YIKES! Remember this poor guy is in an apartment and we don't know how many plants he's dealing with! He's stuck between a rock & a hard place. The so called 'safer' products don't work as well but the 'big guns' that are recommended come with - wear protective clothing, eye protection, a respirator & don't re-enter for 12-24 hours! The best advice was to move them outside or do you have more than 1 bathroom? A bath tub or shower stall, depending on the numbers, might make it easier, as long as you have someplace to GO for the next 12-24 hrs.!


----------



## cnycharles (Aug 28, 2008)

one point; if you have a chemical in your possession that you bought legally, you can have and use it forever as per the instructions on the last legal label. you can't sell it, and you would have a hard time properly disposing of it unless the local trash and other collection service had an amnesty collection of things not otherwise able to dispose of, as long as you could accurately label and identify what it was. means you can use ddt if *you* bought it when it was still legal.

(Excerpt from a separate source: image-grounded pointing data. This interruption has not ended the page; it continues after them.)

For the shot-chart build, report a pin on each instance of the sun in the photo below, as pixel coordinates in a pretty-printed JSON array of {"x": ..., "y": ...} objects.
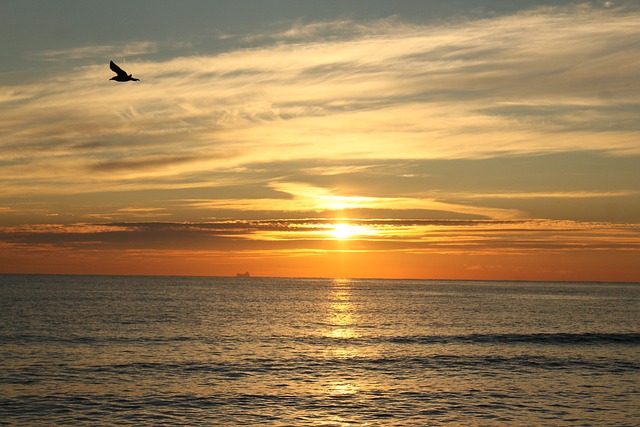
[{"x": 342, "y": 231}]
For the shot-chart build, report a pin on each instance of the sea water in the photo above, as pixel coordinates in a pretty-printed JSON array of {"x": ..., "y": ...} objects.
[{"x": 107, "y": 351}]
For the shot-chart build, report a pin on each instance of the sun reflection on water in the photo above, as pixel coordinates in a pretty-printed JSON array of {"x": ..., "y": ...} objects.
[{"x": 340, "y": 316}]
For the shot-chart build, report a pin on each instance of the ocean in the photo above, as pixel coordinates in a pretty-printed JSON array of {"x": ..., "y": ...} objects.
[{"x": 216, "y": 351}]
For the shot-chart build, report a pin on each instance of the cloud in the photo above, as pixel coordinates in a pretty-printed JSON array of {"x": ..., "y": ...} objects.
[
  {"x": 416, "y": 236},
  {"x": 548, "y": 80},
  {"x": 116, "y": 51}
]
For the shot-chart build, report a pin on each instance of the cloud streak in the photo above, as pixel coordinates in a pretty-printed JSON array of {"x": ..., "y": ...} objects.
[{"x": 494, "y": 122}]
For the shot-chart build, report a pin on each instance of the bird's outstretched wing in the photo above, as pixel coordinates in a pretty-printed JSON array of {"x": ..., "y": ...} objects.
[{"x": 119, "y": 71}]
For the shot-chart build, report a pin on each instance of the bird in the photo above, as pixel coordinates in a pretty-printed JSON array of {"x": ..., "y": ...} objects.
[{"x": 122, "y": 75}]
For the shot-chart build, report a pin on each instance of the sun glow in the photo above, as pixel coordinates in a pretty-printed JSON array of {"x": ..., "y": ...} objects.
[{"x": 343, "y": 231}]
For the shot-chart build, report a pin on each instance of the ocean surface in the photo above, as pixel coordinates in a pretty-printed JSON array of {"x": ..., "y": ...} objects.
[{"x": 175, "y": 351}]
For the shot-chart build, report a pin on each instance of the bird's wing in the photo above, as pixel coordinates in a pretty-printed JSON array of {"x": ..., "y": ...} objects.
[{"x": 119, "y": 71}]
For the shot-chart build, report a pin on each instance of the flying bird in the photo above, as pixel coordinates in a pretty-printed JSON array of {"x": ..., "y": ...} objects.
[{"x": 122, "y": 75}]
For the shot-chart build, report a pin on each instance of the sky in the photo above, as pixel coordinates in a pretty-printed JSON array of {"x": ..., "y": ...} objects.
[{"x": 458, "y": 139}]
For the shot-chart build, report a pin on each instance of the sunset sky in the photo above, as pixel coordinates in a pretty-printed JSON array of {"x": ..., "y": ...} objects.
[{"x": 456, "y": 139}]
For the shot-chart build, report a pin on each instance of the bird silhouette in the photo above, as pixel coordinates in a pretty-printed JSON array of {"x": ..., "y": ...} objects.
[{"x": 122, "y": 75}]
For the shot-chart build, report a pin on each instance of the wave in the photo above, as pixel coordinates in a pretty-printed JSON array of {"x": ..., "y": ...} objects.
[{"x": 541, "y": 338}]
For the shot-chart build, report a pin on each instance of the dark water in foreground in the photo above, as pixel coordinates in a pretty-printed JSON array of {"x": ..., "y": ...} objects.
[{"x": 83, "y": 350}]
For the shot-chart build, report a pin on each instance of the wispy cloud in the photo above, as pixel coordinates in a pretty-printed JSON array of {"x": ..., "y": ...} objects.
[
  {"x": 118, "y": 51},
  {"x": 555, "y": 79}
]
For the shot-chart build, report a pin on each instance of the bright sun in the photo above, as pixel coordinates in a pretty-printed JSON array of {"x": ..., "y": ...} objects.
[{"x": 343, "y": 231}]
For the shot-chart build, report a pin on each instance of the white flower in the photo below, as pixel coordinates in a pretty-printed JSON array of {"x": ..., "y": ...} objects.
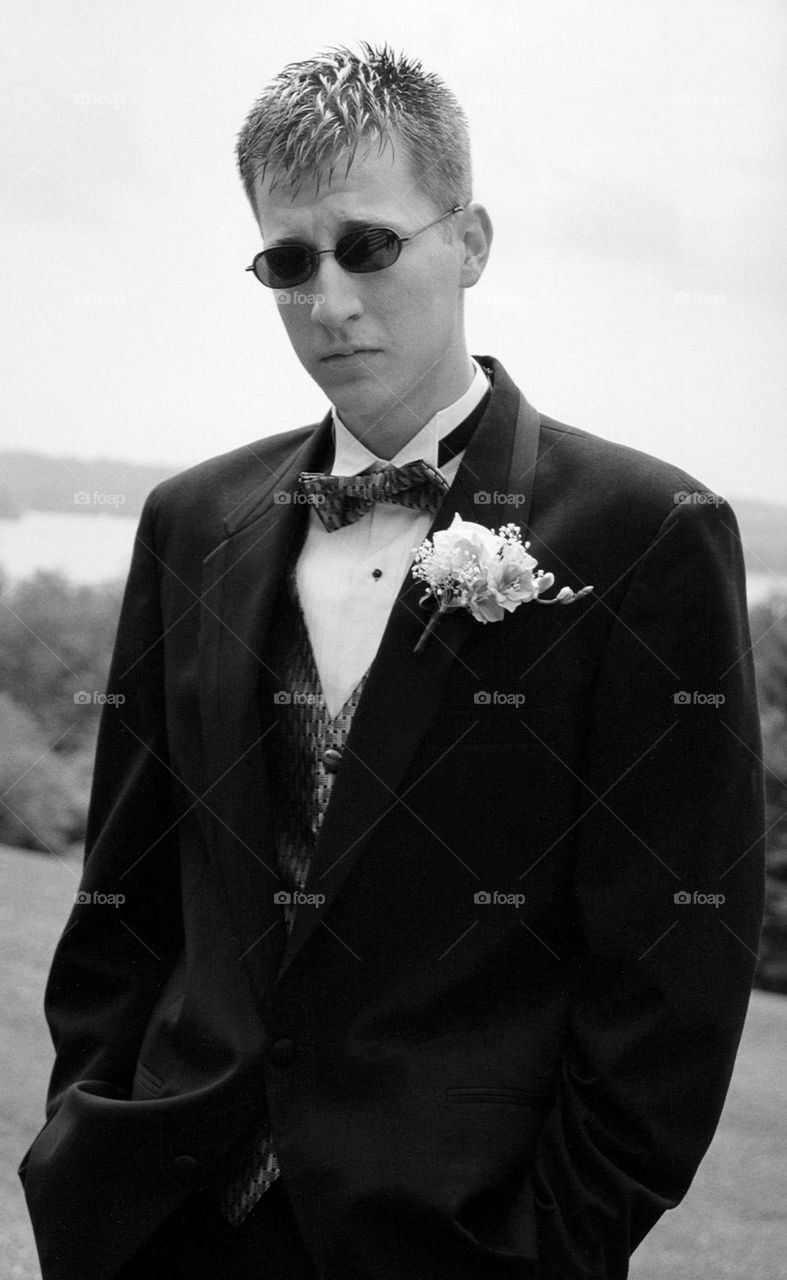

enstar II is labeled for use in interiorscapes, hence an apartment is okay. the bayer rose and flower is also labeled for use indoors. neem oil also of course is allowable indoors. can mix enstar with just about anything; enstar itself is not toxic, insect pheremones and such. what is nasty is the petroleum carrier that makes the enstar mixable in water. there are also some bonide systemic houseplant insecticides that are labeled for in house use, but it is very strong and must use very carefully especially if animals or children could chew on plants or come in contact with spots or splashes from application.

i've been told that if you see something that is mite-like but is moving very quickly, that they are predatory mites. now I don't have enough experience or info about flat or false mites to know if they move quickly or not... 

usually the best first thing to do before spraying plants, is to take them to your bathtub or shower and blast them as hard as you can with water, such that the plant can take without damage. that will get rid of as many bugs before you have to treat. maybe you do this a few times, then spray. you could put them in the tub, blast away for a while, then let them sit. the remaining ones will likely look for higher ground, then you can blast again. this works for mealybugs especially if you spray into the crevices where they hide; they will want to get some air and then you can get after them as well. safer's soaps are irritants, and often are used when fogging plants to get the bugs to move around so that they are more likely to come in contact with the chemicals to kill them

hope some of this helps


----------



## Jon in SW Ohio (Aug 28, 2008)

Forgot about the small fast movers. In my collection those are harmless Springtails.


----------



## Elena (Aug 28, 2008)

I received a plant with a few mealies  a while ago and used Bug Clear (I think it's by Miracle Gro). It's suitable for indoor use and, unlike many other sprays, is effective against spider mites as well as other pests. I'm not sure if it's available in US but it worked an absolute treat.


----------



## dave b (Aug 28, 2008)

Asides from the drooling and weird twitches of head and limbs, Jon seems to have suffered no ill affects from his bug killing experiences. 

As Jon mentioned, ive also had good luck with Safer soap.


----------



## likespaphs (Aug 29, 2008)

beneficial insects!


----------



## NYEric (Aug 29, 2008)

OK but how big does your collection have to be to justify the amount of insects you get. I remember researching and it was ladybugs by the pint!


----------



## likespaphs (Aug 29, 2008)

right. it is very important to identify what you have and what will take it out. i don't think ladybugs are all that effective but.... (i do have some larvae out back and i keep stopping people to show them how they look). ladybugs can also be stored in the fridge for a couple months...
the other thing is that they're typically not a quick kill...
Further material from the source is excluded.